The fourth arrow is a competitive exchange rate.

Our monetary authorities are saying that their policy is “inflation targeting” and not “exchange rate targeting,” and under a regime of free capital flow, it can’t manage the exchange rate.

I’m not advocating hard capital controls, which are banned under some international trade agreements nor am I saying that the BSP should bear sole responsibility for a competitive currency.

What I’m advocating is a national policy, that is, a coordinated proactive stance of both the BSP and the executive, to deliberately prevent the peso from strengthening and to weaken it relative to other currencies.  How do we do this?

First, the BSP should be more aggressive in purchasing dollars.  As Fabella and Victor Abola, Ph.D., have shown, money creation from the purchases of dollars in an open trade regime is not inflationary because liberalized imports temper any kind of inflationary pressures.

All the more so, when the world faces structural deflation (i.e. overcapacity and lack of demand). All over the world,  the United States, Japan, Europe, China, Russia and even Thailand are fighting deflation, rather than inflation. The Philippines posted an inflation rate of 0.6 percent in August, the lowest in 20 years.

As Fabella said, the central bank is too focused on “fighting the last war.” The BSP, therefore, can be more aggressive in purchasing dollars to weaken the peso.

Second, the national government should undertake massive infrastructure spending because building infrastructure will lower the cost of doing business in the Philippines and dramatically increase the demand for capital imports, which will increase the demand for dollars and weaken the peso.

Third, as I mentioned earlier, we need to liberalize rice importation. Apart from the benefit of lower rice prices, rice importation will drive the demand for dollars and weaken the peso.

Even as the national government is doing everything to drive demand for dollars and weaken the peso, the government should also push down the costs of doing business in the Philippines by  improving competition through Charter change and by refraining from declaring more official holidays.

While the peso has recently depreciated against the US dollar, it has appreciated relative to other currencies in the region.

What are the benefits of a weak peso?

  • Domestic manufacturers will be shielded by higher import prices and help curb smuggling.
  • It will make our exports, from coffee to call center services, more competitive.
  • It will increase the purchasing power of overseas Filipino workers and boost growth in the retail, housing and educational service sectors.
  • It will boost tourism and make our peso-denominated labor more attractive to foreign investors.
  • It will also protect agriculture, which has a high domestic value added.

The fifth and final arrow is institutional reform.

The four arrows are useless if institutions are corrupt or inefficient because institutions in government wield the four arrows.

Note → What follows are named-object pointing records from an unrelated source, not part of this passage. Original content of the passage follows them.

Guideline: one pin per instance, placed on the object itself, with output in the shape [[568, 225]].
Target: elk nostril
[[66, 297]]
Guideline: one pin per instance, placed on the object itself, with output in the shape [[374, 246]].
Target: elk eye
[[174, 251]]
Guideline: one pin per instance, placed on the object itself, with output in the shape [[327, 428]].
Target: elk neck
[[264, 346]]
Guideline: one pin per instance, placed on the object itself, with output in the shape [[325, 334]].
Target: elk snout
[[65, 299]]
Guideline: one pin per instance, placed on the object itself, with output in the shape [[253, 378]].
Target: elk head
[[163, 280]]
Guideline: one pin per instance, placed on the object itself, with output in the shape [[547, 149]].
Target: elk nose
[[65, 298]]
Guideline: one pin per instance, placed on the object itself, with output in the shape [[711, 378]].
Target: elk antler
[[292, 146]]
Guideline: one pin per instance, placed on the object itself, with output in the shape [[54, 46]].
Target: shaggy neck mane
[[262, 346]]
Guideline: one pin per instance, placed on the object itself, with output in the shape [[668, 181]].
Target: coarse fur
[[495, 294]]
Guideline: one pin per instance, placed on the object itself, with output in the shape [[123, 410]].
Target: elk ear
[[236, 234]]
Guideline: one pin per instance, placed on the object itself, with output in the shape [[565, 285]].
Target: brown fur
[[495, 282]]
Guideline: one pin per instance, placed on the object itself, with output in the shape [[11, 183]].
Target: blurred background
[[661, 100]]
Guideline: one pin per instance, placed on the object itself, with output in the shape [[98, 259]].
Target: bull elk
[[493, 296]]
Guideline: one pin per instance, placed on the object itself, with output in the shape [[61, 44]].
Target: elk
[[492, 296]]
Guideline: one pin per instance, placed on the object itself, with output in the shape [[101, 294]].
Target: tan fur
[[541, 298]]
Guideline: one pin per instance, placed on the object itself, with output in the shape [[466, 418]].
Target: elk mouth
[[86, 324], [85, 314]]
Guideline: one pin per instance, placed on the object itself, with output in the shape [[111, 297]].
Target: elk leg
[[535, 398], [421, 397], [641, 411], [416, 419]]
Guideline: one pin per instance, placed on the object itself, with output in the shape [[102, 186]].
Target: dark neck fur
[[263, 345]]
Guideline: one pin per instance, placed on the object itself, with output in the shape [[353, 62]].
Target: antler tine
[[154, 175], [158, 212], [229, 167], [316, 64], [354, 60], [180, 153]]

Institutional reform covers a lot, but I would like to focus on a particular reform: the strengthening of the political party system.

Without a strong political party system, we can’t hold our leaders accountable. If party-switching is rampant, how can we punish the people who gave us the terrible traffic mess we are experiencing now or the airport congestion?

All the Asian countries that experienced high growth rates and reduced poverty had political parties behind them: PAP in Singapore, the Communist Party of China in China, Koumintang in Taiwan, Umno in Malaysia, Golkar in Indonesia and the LDP in Japan. Here, we only have kaklase (classmates), kabarkada (friends), kamaganak (relatives) and kabarilan (practice-shooting partners.)

Overcoming the development challenge is a collective action problem. Only cohesive political parties can serve as the tool of the people to solve the collective action problem. It’s a key ingredient of a developmental state.

We have to ban political turncoatism and institute public financing of political parties and campaigns.

The central challenge of our time is to eradicate poverty. Daang matuwid (straight path governance) is not the solution to poverty. Despite massive corruption, many Asean countries have reduced or eliminated poverty.

To eradicate poverty, we have to let the arrows fly.